# Pressure treated 2x6 instead of 4x4 fence post



## gzecc (Apr 1, 2014)

I am a contractor by profession. I need to replace approx 300' of stockade fencing that came down in Sandy. I was thinking of using 2x6 pressure treated posts instead of the usual 4x4's. The 4x4 leave very little meat to attach each side of the fence panel to. The 2x6 will obviously have more contact area. Do you guys think this will work?


----------



## ironpony (Apr 1, 2014)

Do you mean 4x6?? 2x6 will never work.


----------



## heat seeker (Apr 1, 2014)

I would think the 2X6 would be rather weak in the dimension that needs the most strength against breaking. (As in wind blowing against the fence.)


----------



## Adios Pantalones (Apr 1, 2014)

Twice as thick, 4x as strong. The 2x6 will not likely hold up, and will likely warp.


----------



## Warm_in_NH (Apr 1, 2014)

Pretty sure those 2x6 s will look like a bunch of bananas after 3 weeks in the sun. 
Gotta go 4X something....not a 4X2 either


----------



## Backwoods Savage (Apr 1, 2014)

You could consider landscape timbers but personally I'd simply go with the 4 x 4 as there should be plenty of strength and enough to fasten the rails to.


----------



## yooperdave (Apr 1, 2014)

Use the 4x4 post and then scab the 2x6 onto it for your nailing surface area.  (Can't figure out why you would think a 2x6 would work for a fence post???  Must be a typo, no?)


----------



## gzecc (Apr 1, 2014)

yooperdave said:


> Use the 4x4 post and then scab the 2x6 onto it for your nailing surface area.  (Can't figure out why you would think a 2x6 would work for a fence post???  Must be a typo, no?)


 
We use 2x6's for trailer decks, floor decking, framing.

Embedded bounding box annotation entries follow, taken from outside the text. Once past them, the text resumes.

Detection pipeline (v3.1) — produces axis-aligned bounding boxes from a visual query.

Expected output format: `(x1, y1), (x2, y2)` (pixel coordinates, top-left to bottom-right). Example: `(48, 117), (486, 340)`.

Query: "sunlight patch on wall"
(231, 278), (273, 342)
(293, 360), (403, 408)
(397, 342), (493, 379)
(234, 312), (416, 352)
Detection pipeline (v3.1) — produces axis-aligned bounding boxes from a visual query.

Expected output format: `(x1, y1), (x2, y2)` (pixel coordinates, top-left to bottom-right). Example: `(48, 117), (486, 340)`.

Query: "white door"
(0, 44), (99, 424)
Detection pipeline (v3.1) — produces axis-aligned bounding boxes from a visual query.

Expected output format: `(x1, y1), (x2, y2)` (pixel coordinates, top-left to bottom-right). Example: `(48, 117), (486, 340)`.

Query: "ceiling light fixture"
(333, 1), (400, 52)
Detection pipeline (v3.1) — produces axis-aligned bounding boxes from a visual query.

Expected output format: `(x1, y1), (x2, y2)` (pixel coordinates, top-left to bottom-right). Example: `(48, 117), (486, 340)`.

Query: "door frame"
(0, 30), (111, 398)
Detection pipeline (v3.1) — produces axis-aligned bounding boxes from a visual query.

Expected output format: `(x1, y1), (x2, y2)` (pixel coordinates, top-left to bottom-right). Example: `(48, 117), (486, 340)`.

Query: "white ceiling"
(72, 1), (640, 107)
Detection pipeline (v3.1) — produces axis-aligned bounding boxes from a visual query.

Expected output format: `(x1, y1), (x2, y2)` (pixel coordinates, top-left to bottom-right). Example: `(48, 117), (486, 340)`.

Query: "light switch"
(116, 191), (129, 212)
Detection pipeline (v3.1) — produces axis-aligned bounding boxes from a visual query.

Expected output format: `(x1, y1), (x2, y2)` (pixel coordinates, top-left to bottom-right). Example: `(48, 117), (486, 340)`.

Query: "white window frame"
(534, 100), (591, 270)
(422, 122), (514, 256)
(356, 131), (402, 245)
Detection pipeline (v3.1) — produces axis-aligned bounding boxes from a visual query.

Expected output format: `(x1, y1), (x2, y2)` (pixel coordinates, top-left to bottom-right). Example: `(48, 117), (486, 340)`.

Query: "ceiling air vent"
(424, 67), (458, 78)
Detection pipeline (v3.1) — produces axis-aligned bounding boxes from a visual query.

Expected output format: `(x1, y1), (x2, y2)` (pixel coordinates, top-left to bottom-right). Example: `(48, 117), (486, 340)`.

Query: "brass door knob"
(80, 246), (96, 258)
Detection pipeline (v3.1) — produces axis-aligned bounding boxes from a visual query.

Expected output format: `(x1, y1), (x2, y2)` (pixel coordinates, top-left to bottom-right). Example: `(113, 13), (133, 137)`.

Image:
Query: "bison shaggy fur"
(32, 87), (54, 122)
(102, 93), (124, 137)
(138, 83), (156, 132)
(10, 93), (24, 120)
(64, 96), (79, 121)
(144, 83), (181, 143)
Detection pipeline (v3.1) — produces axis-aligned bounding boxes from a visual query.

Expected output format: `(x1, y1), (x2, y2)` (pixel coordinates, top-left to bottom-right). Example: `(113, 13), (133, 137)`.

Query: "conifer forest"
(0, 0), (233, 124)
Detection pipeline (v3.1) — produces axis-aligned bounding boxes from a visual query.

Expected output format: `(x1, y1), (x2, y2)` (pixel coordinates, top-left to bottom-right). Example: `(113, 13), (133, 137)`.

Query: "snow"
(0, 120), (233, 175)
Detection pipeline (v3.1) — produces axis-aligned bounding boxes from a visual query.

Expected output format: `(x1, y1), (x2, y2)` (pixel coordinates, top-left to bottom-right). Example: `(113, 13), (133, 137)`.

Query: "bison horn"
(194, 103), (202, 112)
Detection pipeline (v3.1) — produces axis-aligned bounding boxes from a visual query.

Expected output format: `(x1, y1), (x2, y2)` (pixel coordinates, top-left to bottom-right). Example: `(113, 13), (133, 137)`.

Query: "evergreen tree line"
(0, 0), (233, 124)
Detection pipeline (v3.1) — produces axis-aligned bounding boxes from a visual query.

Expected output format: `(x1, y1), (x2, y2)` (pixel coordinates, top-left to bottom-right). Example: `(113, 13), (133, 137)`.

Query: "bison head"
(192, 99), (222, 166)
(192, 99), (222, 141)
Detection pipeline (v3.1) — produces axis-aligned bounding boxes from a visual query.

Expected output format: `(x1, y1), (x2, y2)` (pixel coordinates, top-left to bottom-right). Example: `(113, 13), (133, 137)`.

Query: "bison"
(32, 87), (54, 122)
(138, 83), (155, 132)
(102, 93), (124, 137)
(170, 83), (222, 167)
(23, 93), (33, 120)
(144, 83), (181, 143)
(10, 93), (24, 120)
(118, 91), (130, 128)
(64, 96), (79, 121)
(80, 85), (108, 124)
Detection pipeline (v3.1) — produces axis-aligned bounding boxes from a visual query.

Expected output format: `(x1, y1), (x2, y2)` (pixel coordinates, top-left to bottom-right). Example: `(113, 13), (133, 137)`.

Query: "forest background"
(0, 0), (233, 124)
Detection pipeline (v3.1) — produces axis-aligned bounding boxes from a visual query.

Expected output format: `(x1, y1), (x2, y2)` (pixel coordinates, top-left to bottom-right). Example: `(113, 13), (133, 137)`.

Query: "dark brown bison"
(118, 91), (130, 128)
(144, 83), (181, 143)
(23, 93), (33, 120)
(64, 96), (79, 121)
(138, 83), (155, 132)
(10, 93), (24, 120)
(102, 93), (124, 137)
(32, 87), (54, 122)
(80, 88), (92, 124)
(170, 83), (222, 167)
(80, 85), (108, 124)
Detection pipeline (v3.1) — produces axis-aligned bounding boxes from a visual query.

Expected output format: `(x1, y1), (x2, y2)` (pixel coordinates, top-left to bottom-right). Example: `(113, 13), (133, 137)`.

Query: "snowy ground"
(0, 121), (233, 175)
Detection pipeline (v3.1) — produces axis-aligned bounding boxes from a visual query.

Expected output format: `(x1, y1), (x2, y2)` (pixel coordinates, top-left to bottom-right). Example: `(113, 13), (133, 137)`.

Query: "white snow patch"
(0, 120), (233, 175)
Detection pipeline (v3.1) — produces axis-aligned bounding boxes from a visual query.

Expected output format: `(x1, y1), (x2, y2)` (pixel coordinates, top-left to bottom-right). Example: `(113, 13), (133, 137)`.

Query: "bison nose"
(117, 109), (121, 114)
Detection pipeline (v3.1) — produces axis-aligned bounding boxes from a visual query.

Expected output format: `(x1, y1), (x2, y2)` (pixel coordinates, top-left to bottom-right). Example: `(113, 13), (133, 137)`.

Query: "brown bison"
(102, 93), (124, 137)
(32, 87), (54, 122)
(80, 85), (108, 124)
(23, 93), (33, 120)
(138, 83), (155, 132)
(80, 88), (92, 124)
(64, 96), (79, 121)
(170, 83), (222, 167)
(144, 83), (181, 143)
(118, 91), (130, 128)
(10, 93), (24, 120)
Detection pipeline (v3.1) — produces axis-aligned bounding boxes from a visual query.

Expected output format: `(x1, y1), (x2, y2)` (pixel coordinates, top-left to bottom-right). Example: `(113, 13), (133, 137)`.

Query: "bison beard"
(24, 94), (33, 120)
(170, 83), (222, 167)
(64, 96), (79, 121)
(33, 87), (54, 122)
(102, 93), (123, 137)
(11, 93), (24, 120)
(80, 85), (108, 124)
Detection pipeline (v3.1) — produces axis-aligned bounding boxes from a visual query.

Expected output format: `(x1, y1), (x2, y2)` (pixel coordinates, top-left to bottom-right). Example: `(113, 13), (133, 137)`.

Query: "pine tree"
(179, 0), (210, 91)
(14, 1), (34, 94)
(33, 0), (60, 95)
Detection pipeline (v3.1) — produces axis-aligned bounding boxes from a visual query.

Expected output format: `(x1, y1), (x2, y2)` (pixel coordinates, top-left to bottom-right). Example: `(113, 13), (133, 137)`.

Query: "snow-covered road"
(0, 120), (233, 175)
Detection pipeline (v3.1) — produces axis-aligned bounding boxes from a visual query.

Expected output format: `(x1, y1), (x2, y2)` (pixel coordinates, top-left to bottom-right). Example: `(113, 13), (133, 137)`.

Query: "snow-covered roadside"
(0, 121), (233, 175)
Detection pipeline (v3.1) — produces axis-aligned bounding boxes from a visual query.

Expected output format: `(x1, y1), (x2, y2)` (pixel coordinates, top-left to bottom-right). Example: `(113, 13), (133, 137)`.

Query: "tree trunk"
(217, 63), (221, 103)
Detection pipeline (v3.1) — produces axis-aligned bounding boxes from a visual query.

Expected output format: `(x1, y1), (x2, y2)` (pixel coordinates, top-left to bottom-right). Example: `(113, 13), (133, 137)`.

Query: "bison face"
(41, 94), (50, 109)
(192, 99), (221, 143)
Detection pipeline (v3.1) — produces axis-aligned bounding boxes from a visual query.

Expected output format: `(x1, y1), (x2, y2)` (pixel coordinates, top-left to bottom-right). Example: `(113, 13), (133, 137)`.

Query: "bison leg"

I don't know if I've ever seen a warped pressure treated 2x6.


----------



## PapaDave (Apr 1, 2014)

gzecc said:


> We use 2x6's for trailer decks, floor decking, framing. I don't know if I've ever seen a warped pressure treated 2x6.


Really? I could show you some, and I could also show you some 4x6 that warped/twisted.
They're part of my pole barn.


----------



## Ncountry (Apr 1, 2014)

gzecc said:


> We use 2x6's for trailer decks, floor decking, framing. I don't know if I've ever seen a warped pressure treated 2x6.



Lol.. I don't think I have ever seen a strait pt 2"x6"..


----------



## Highbeam (Apr 2, 2014)

gzecc said:


> We use 2x6's for trailer decks, floor decking, framing. I don't know if I've ever seen a warped pressure treated 2x6.


 
In those cases, the 2x6 is clamped in place by fasteners along its length to prevent twisting and bending. A 2x anything will warp and twist immediately after being sawn. Most are bent/twisted in the stack at the lumber yard.


----------



## Badfish740 (Apr 2, 2014)

Highbeam said:


> In those cases, the 2x6 is clamped in place by fasteners along its length to prevent twisting and bending. A 2x anything will warp and twist immediately after being sawn. Most are bent/twisted in the stack at the lumber yard.



I wonder if he's proposing laminating the 2x6s into a post like they do with pole barns these days?  If they are nailed up while still full of moisture they'll likely stay straight as they dry, but one thing to consider is that most PT 2x6s (maybe even all PT 2x6s) are not rated for ground contact, so putting them _in _the ground is probably not a great idea.


----------



## Highbeam (Apr 2, 2014)

Once you buy and nail together 2 or three 2x6s you are up to the cost of a 4x4 so I think he must mean a single. Those things turn into bananas on the shop floor between when I buy them and when I put them in place.


----------



## jebatty (Apr 3, 2014)

Just zig-zag the fence to make it free standing and scrap the posts completely. Zig-zagging so confuses the wind currents that you can warrant that Sandy will never blow that fence down again.


----------



## Dune (Apr 4, 2014)

2x6 would work very well if it were perpendicular to the fence.....alternatively a tee-beam could bee made from two of them, and would be *much* stronger than a 4x4, however either scenario reduces contact area. I suspect the OP has an abundance of 2x6 stock.


----------



## gzecc (Apr 4, 2014)

jebatty said:


> Just zig-zag the fence to make it free standing and scrap the posts completely. Zig-zagging so confuses the wind currents that you can warrant that Sandy will never blow that fence down again.


 
Sandy didn't blow it down, the 30 trees that fell around it did that.


----------



## jharkin (Apr 4, 2014)

Given enough time and load* anything* will warp.  Come on over and I will show you an 8x8 (true) beam with a pretty nice bow in it


----------



## Highbeam (Apr 4, 2014)

jharkin said:


> Given enough time and load* anything* will warp.  Come on over and I will show you an 8x8 (true) beam with a pretty nice bow in it


 
And I'll show you a railroad full of straight ties or a fence built with 4x4s that is nearly perfect. Or even straight trees. I don't believe that anything will warp with time, I do believe that it is possible for anything to warp in the right conditions.


----------



## jharkin (Apr 4, 2014)

Highbeam said:


> And I'll show you a railroad full of straight ties or a fence built with 4x4s that is nearly perfect. Or even straight trees. I don't believe that anything will warp with time, I do believe that it is possible for anything to warp in the right conditions.




I guess I should have bolded the word "*and load*" in my statement for clarity ?   maybe a red font?


----------